43 Wee u, Farizeen, want gij bemint het voorgestoelte in de synagogen, en de begroetingen op de markten.
Juedi on komail Parijar akan, pwe komail men mondi leppantam nan jinakoke kan o mauki, ren ranamau on komail nan waja en netinet akan.
44 Wee u, gij Schriftgeleerden en Farizeen, gij geveinsden, want gij zijt gelijk de graven, die niet openbaar zijn, en de mensen, die daarover wandelen, weten het niet.
Juedi on komail, pwe komail rajon joujou kan, me jo janjal, o aramaj alialu poa, ap jaja ir!
45 En een van de wetgeleerden, antwoordende, zeide tot Hem: Meester! als Gij deze dingen zegt, zo doet Gij ook ons smaadheid aan.
Jaunkawewe men ap japen potoan on i: Jaunpadak, komui pil kin juede kin kit majan pukat.
46 Doch Hij zeide: Wee ook u, wetgeleerden! want gij belast de mensen met lasten, zwaar om te dragen, en zelven raakt gij die lasten niet aan met een van uw vingeren.
A i kotin majani: Pil juedi on komail jaunkawewe! Pwe komail kin katoutou kila kapwa en wijik toutou aramaj akan, ap jota jairki jondin pa omail.
47 Wee u, want gij bouwt de graven der profeten, en uw vaders hebben dezelve gedood.
Juedi on komail! Pwe komail kin apapwali joujou en jaukop akan, a jam omail akan kame ir ala.

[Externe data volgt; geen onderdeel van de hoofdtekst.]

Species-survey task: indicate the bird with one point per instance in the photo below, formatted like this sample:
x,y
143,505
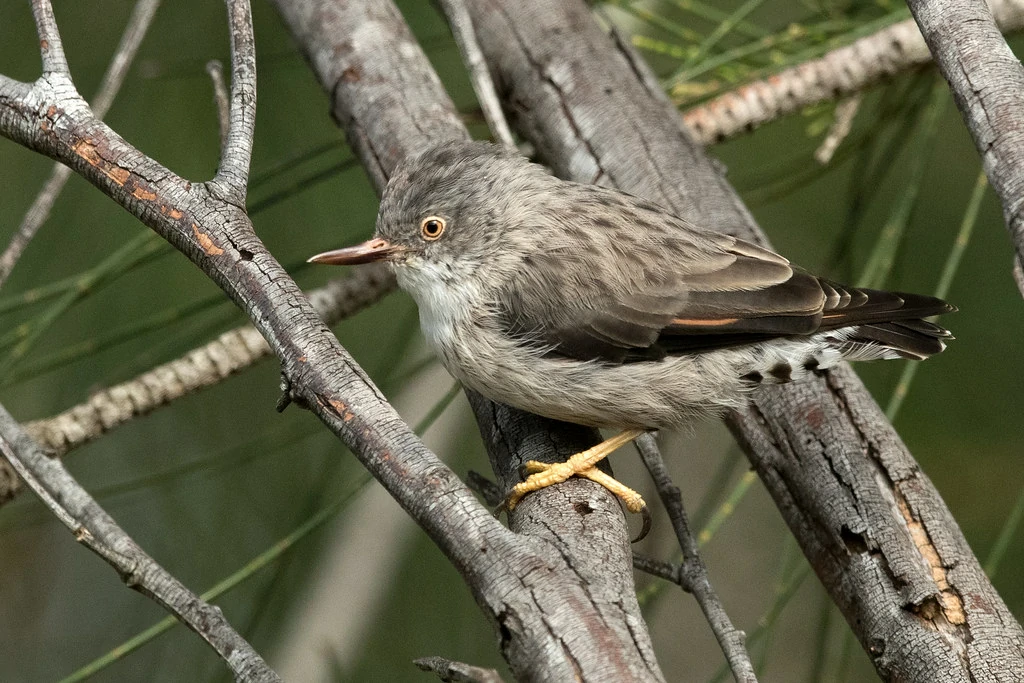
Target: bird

48 Zo getuigt gij dan, dat gij mede behagen hebt aan de werken uwer vaderen; want zij hebben ze gedood, en gij bouwt hun graven.

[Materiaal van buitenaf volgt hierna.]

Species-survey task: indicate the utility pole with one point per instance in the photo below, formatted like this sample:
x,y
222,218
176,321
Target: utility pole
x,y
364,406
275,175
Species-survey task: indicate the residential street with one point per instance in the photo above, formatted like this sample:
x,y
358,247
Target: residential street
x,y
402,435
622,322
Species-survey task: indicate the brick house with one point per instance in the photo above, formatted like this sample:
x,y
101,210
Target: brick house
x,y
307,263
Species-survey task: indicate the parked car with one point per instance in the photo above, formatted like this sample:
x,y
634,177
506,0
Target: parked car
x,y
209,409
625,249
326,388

Komail ari kin kadede o peren kida wiawia en jam omail akan. Pwe re kame ir ala, a komail apapwali ar joujou kan.
49 Waarom ook de wijsheid Gods zegt: Ik zal profeten en apostelen tot hen zenden, en van die zullen zij sommigen doden, en sommigen zullen zij uitjagen;
I me erpit en Kot indada: I pan kadar won irail jaukop o wanporon akan, a akai irail re pan kamela o pwaki irail jili.

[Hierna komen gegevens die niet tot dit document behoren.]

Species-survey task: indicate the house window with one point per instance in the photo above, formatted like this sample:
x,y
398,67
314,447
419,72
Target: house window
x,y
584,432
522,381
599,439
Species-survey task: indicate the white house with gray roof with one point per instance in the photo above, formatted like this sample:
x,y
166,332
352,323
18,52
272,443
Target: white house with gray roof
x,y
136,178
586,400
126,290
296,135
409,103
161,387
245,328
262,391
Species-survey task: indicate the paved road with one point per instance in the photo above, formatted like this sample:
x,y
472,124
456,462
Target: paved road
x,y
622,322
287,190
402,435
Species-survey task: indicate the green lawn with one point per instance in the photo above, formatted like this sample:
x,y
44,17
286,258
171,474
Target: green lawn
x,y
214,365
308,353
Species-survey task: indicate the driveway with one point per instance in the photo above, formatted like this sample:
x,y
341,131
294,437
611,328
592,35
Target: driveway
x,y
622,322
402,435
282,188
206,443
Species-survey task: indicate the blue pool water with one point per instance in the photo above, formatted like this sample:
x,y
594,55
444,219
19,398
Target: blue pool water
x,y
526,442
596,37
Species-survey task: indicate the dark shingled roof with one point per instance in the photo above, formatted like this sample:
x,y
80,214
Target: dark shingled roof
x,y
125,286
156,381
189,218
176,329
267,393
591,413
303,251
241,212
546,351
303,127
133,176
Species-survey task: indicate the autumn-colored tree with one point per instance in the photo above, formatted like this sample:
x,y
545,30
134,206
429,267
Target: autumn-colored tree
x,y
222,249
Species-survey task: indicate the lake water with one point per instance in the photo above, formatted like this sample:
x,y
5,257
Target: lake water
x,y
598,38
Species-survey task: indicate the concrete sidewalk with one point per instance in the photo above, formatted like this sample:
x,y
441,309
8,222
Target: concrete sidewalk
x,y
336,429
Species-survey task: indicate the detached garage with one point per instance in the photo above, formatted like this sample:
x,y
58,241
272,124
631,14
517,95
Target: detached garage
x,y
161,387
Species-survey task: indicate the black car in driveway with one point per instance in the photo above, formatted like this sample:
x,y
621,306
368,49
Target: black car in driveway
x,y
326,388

50 Opdat van dit geslacht afgeeist worde het bloed van al de profeten, dat vergoten is van de grondlegging der wereld af.
Pwe ntan jaukop akan, me kapwilipwili weier jan ni tapin kaua kokodo, en kapokon o di wet.
51 Van het bloed van Abel, tot het bloed van Zacharia, die gedood is tussen het altaar en het huis Gods; ja, zeg Ik u, het zal afgeeist worden van dit geslacht!
Jan ntan Apel lei ntan Jakariaj, me kamelar nan pun en pei jaraui o im en kaudok, ei I indai on komail, a pan kapokon on di wet.
52 Wee u, gij wetgeleerden, want gij hebt den sleutel der kennis weggenomen; gijzelven zijt niet ingegaan, en die ingingen, hebt gij verhinderd.
Juedi on komail jaunkawewe! Pwe komail atia jan men kapir pan lolekon. Komail jota pan pedelon, ap inapwiedi, me men pedelon on.
53 En als Hij deze dingen tot hen zeide, begonnen de Schriftgeleerden en Farizeen hard aan te houden, en Hem van vele dingen te doen spreken;
A ni a kotin mamajani on irail mepukat, jaunkawewe o Parijar akan ap tapiada palian i kaualap, kalekalelapok re a jon toto,
54 Hem lagen leggende, en zoekende iets uit Zijn mond te bejagen, opdat zij Hem beschuldigen mochten.
O re majamajan i, o raparapaki, ma re jota kak diar meakot jan ni a majan akan, pwe ren kadipa i.